こういう作品が50代終盤のオジサン読者のテーストに合っているとはとても言えないけれど、北海道道東地方を訪れたことがある人間にとっては、ちょっと懐かしさもある風景描写であった。
21歳の時と31歳の時、そしていずれも夏、僕は道東を1人で旅したことがある。なんだかまた行ってみたくなってしまった。「ハーレーダビッドソン」というわけにはいかない、女満別から入ってレンタカーでも借りて行くのでもいいから、今の仕事を辞めたら一度ぐらいは夏にまた行ってみたい。(さすがに寒さ嫌いの自分としては、冬は行きたくないが…)

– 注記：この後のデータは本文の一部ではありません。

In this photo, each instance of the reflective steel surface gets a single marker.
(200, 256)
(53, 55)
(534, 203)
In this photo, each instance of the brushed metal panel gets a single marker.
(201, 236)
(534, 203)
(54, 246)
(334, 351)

今みたいに、山間地に住んでいて、足元に広がるインドの大平原を垂涎の眼差しで眺めつつ、国境を越えて簡単にはそこに行けないと、その反動で、なんかだだっ広い平原にまっすぐ伸びる道路を走ってみたくなる。日本に帰ったら、そんなことが可能なのは、やっぱり北海道なのかな―――。
もう1つの旅先の舞台は伊豆の修善寺(「旅をあきらめた友と、その母への手紙」)で、ここも行ったことはある。ただ、修善寺とはいっても、修善寺っぽいものが登場するわけではなかったけれど。
そういう意味ではお得な短編集だとは言える。旅に出た気分にはなれるので、現在の閉塞感のある土地で居住する身にはホッと息抜きできる、いい読書だった。